Falamos dos trabalhadores com contratos a prazo, falsos recibos verdes, trabalhadores à peça, à hora; trabalhadores de empresas de trabalho temporário ou outsourcing; trabalhadores no período experimental; falsos estágios, falsas bolsas de investigação e de tantos, mas tantos outros trabalhadores com vínculos precários que, respondendo a necessidades permanentes têm na instabilidade e na incerteza do seu posto de trabalho o quotidiano das suas vidas, o que torna a precariedade num flagelo na Região. É claramente a substituição de trabalhadores com direitos por trabalhadores sem direitos.

Falamos em longas jornadas de trabalho, intensos ritmos de trabalho, horas extraordinárias não remuneradas.

Horários desregulados, turnos informados de véspera. Fins-de-semana com os filhos que não há, porque são negadas as condições para a articulação da vida profissional, pessoal e familiar. Limitação e negação de direitos de maternidade e paternidade. Chantagens, pressões, represálias sobre trabalhadores.

Falamos em baixos salários, são cada vez mais os trabalhadores que auferem o salário mínimo praticado na Região e são cada vez mais os que estão em situação de pobreza, empobrecendo a trabalhar.

Por isso a Direcção do SITACEHT/AÇORES alerta para a necessidade de ser preciso também agir no combate a outros vírus que aí andam há décadas: o vírus dos baixos salários, da precariedade, da exploração, do empobrecimento e das políticas que os alimentam.

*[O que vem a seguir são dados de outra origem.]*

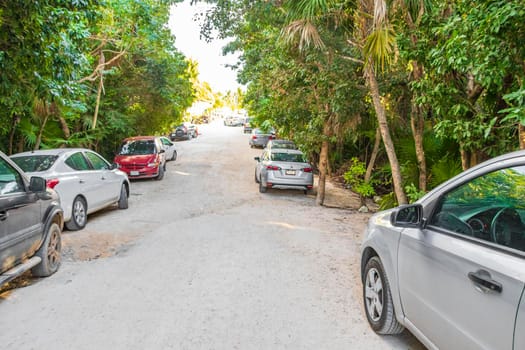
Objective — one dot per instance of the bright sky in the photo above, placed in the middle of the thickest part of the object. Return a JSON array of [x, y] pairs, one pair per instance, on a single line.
[[209, 55]]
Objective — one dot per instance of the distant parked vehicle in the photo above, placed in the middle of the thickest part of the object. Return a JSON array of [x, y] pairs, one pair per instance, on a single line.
[[84, 180], [282, 144], [260, 138], [169, 148], [247, 126], [30, 224], [184, 131], [283, 168], [142, 157]]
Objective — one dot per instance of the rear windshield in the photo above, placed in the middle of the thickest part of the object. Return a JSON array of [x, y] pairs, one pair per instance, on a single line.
[[35, 163], [137, 147], [288, 157]]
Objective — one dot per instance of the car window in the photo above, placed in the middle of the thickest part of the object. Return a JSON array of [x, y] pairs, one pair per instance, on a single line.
[[33, 163], [490, 207], [77, 162], [97, 161], [10, 179]]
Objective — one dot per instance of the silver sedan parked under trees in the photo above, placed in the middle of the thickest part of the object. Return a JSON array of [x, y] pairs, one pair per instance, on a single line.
[[283, 168], [451, 267], [84, 180]]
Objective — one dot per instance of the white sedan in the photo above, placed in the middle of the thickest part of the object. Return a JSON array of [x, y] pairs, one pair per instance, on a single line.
[[84, 180]]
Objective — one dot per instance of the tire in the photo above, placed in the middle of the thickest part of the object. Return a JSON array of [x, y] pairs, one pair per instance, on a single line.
[[123, 199], [161, 173], [377, 299], [262, 188], [78, 215], [49, 252]]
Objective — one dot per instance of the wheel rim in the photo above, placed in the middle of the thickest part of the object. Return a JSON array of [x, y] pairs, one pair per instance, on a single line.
[[53, 250], [374, 295], [79, 213]]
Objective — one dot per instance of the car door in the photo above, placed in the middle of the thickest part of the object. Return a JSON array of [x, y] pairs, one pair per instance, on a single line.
[[20, 217], [108, 189], [85, 181], [461, 286]]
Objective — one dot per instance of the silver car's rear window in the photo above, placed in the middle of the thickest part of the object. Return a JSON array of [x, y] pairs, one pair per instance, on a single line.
[[35, 163]]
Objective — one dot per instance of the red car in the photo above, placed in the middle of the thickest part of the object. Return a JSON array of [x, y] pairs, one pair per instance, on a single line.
[[142, 157]]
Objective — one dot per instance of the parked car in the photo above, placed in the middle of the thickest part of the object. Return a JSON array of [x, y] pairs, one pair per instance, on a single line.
[[259, 138], [282, 144], [247, 126], [283, 168], [84, 180], [31, 223], [451, 267], [142, 157], [169, 148], [184, 131]]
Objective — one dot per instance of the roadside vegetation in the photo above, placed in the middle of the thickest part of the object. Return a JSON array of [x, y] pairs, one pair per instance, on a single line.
[[393, 96], [416, 90]]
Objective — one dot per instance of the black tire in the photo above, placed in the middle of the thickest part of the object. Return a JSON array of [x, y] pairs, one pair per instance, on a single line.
[[78, 215], [49, 252], [262, 188], [123, 199], [382, 319]]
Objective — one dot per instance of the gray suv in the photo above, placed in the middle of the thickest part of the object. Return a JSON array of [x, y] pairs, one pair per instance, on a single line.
[[31, 223]]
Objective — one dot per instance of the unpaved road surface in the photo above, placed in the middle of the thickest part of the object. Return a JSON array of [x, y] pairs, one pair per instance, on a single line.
[[202, 260]]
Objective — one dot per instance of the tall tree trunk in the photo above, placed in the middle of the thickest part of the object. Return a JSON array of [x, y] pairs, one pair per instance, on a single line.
[[16, 120], [101, 62], [385, 134], [323, 162], [521, 133], [373, 156]]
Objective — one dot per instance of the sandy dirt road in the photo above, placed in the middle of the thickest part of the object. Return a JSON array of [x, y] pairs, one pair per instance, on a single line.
[[202, 260]]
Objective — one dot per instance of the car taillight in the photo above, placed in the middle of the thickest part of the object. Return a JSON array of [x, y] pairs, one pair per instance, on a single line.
[[51, 183]]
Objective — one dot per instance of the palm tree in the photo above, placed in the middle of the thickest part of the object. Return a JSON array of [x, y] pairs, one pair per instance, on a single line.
[[373, 36]]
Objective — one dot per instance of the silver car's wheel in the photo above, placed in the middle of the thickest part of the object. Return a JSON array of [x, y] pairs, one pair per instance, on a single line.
[[378, 299], [78, 216]]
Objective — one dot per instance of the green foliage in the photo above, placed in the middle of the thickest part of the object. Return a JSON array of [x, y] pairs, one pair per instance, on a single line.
[[354, 177]]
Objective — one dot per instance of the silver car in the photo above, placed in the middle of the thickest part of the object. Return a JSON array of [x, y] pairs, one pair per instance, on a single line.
[[283, 168], [84, 180], [451, 267], [260, 138]]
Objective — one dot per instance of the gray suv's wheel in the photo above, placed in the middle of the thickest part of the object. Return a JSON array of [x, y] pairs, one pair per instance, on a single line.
[[378, 299], [49, 252], [78, 215]]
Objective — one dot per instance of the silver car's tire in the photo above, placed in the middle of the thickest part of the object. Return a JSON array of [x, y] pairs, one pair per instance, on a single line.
[[49, 252], [377, 298], [123, 199], [262, 188], [78, 215]]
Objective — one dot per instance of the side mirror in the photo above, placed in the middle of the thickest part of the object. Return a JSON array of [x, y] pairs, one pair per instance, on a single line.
[[37, 184], [407, 216]]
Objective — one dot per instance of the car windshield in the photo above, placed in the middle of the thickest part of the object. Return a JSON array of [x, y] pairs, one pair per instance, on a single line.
[[34, 163], [288, 157], [137, 147]]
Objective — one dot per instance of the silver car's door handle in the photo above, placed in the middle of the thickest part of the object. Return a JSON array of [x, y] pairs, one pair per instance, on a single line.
[[484, 283]]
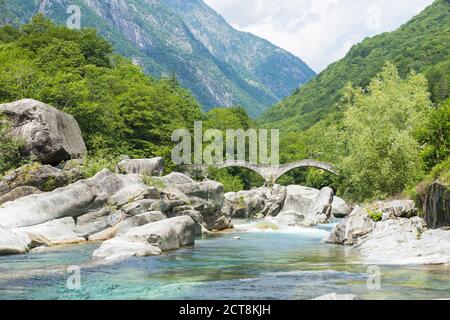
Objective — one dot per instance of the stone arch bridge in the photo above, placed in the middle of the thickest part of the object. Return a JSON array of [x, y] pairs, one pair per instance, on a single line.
[[270, 173]]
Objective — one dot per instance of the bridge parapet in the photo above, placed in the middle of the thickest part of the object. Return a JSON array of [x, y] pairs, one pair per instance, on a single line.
[[270, 173]]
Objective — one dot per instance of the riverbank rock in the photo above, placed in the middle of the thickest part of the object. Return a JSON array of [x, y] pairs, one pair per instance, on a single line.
[[335, 296], [249, 204], [11, 243], [437, 206], [149, 239], [84, 196], [394, 238], [207, 198], [18, 193], [405, 241], [396, 208], [119, 249], [339, 208], [55, 232], [50, 136], [147, 167], [36, 175], [311, 204], [356, 225]]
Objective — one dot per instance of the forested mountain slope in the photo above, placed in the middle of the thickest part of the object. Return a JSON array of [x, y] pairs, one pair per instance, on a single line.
[[422, 45]]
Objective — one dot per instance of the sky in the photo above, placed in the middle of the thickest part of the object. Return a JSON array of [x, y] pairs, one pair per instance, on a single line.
[[317, 31]]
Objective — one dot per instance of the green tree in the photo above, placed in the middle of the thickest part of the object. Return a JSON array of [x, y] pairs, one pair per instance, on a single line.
[[10, 147], [381, 156]]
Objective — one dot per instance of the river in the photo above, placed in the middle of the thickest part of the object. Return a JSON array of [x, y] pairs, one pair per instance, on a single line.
[[255, 261]]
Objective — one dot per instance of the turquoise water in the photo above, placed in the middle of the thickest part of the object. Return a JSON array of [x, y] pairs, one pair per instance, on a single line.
[[263, 264]]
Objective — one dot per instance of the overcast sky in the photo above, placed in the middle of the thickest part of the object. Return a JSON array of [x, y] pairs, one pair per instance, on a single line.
[[317, 31]]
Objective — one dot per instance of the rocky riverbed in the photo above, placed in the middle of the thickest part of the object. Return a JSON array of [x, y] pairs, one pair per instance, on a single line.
[[137, 212]]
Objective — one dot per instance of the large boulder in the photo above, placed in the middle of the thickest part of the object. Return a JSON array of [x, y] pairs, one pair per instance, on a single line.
[[55, 232], [244, 204], [84, 196], [356, 225], [18, 193], [50, 136], [300, 199], [254, 203], [405, 241], [11, 243], [290, 219], [437, 206], [150, 239], [396, 208], [339, 297], [313, 205], [147, 167], [118, 249], [184, 194], [339, 208], [42, 177]]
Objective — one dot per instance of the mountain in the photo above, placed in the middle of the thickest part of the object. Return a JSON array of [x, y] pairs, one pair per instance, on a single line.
[[421, 45], [220, 65]]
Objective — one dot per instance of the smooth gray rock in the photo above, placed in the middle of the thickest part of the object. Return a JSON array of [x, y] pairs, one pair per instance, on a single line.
[[118, 249], [139, 207], [85, 196], [147, 167], [97, 221], [18, 193], [51, 136], [339, 208], [300, 199], [140, 220], [149, 239], [323, 202], [207, 196], [437, 206], [314, 205], [175, 178], [55, 232], [11, 243], [405, 241], [335, 296], [262, 201], [396, 208], [169, 234], [42, 177], [290, 219], [356, 225]]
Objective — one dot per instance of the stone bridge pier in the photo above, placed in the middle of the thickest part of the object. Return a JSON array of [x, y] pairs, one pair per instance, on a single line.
[[270, 173]]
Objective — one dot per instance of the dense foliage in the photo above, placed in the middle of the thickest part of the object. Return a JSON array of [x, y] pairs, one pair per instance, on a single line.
[[357, 130], [221, 66], [420, 45], [10, 147], [120, 110]]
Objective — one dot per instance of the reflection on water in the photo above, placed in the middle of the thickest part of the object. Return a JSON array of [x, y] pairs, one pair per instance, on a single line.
[[266, 263]]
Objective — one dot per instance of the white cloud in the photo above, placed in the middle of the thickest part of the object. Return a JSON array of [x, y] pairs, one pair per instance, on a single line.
[[317, 31]]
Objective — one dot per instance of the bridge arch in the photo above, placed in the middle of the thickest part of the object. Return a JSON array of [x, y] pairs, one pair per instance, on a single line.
[[272, 173]]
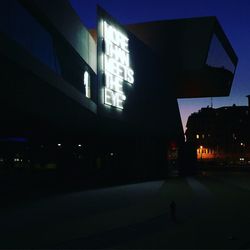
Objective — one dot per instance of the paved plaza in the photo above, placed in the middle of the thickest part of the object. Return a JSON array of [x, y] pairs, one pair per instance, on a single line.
[[212, 212]]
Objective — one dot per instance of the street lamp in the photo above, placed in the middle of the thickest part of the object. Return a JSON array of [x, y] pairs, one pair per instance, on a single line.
[[201, 147]]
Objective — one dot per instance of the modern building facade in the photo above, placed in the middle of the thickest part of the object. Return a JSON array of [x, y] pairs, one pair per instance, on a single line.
[[221, 135], [102, 104]]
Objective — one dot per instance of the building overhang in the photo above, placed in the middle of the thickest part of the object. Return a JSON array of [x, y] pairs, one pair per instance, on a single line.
[[196, 50]]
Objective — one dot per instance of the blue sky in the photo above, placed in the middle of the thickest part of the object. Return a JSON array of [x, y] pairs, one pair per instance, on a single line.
[[234, 16]]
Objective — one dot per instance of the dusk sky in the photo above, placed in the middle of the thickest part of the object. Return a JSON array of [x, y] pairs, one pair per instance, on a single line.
[[234, 16]]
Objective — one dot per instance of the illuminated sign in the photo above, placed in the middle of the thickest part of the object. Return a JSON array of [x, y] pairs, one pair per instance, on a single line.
[[116, 65]]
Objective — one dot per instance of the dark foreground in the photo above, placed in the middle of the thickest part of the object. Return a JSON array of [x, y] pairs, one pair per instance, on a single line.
[[212, 212]]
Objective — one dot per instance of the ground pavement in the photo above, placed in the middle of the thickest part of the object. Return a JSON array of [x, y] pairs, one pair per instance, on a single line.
[[212, 212]]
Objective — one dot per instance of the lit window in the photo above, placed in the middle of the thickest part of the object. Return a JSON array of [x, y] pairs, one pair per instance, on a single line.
[[87, 84]]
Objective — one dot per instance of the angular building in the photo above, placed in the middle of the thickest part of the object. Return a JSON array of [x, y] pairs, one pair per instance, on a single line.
[[102, 105]]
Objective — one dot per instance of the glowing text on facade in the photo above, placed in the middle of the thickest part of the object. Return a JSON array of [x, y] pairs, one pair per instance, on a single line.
[[116, 65]]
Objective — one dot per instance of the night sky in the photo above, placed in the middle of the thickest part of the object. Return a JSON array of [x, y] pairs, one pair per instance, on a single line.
[[234, 16]]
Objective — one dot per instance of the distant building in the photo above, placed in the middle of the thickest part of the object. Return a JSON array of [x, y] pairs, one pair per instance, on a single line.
[[103, 105], [221, 135]]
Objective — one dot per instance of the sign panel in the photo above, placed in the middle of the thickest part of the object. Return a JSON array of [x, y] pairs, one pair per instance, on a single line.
[[115, 64]]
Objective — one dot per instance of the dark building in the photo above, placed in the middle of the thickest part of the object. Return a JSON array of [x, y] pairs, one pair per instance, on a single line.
[[221, 135], [102, 106]]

O Movimento Sindical Unitário Açoriano tem defendido que tempos excepcionais exigem medidas excepcionais que protejam e reforcem os direitos e os rendimentos dos trabalhadores e que garantam protecção social.

Neste sentido vamos continuar a luta pela melhoria das condições de vida dos trabalhadores açorianos, pois ela é condição essencial para uma Região que se quer desenvolvida, de progresso e justiça social.

O caminho para combater a pobreza, para combater as desigualdades sociais, para melhorar a vida das famílias e até para dinamizar o mercado interno, é inseparável da valorização dos salários, das reformas, das prestações sociais, da defesa e do reforço dos direitos laborais.

Exigimos a valorização geral dos salários, o aumento do acréscimo regional ao salário mínimo nacional de 5%, para 7,5%, não só por razões de justiça social e de uma mais justa distribuição da riqueza, mas também por razões de carácter económico, uma vez que assume especial importância no aumento do poder de compra, na dinamização da economia e do mercado interno.

Exigimos o firme combate à precariedade, pela sua erradicação, no sector público e no sector privado; a criação de emprego com direitos, que além de combater o desemprego significará também a dinamização da produção regional, combatendo dependências externas e produzindo cá o que nos impuseram comprar lá fora.

Exigimos também a valorização das carreiras e das profissões, a reposição dos valores pagos por trabalho suplementar, o reconhecimento das características penosas específicas do trabalho nocturno e por turnos, devendo este ser limitado às situações que sejam técnica e socialmente justificadas e os trabalhadores neste regime de trabalho serem devidamente compensados.

Exigimos a revogação das normas gravosas da legislação laboral, desde logo o fim da caducidade da contratação colectiva e a reposição do princípio do tratamento mais favorável. A contratação colectiva tem um papel estruturante na regulação do trabalho, é um instrumento fundamental para uma mais justa distribuição da riqueza, é um instrumento de consagração de direitos conquistados com a luta e simultaneamente é condição para o desenvolvimento e progresso da Região e do País.

Exigimos que os trabalhadores tenham tempo para viver, com horários dignos, pondo fim à desregulação dos horários de trabalho,

Impõe-se combater as desigualdades e as discriminações, garantir os direitos – a homens e a mulheres, aos jovens e aos mais velhos, a todos os trabalhadores, independentemente de etnias, crenças ou nacionalidades.

O mar é o mesmo, mas como já ficou mais do que provado, não estamos todos no mesmo barco, o nosso barco é a luta.

E por isso mesmo o SITACEHT/AÇORES vai participar na quinzena de luta, a nível nacional, de 27 de julho a 7 de agosto, para lutar pela reposição de todos os direitos e por melhores salários.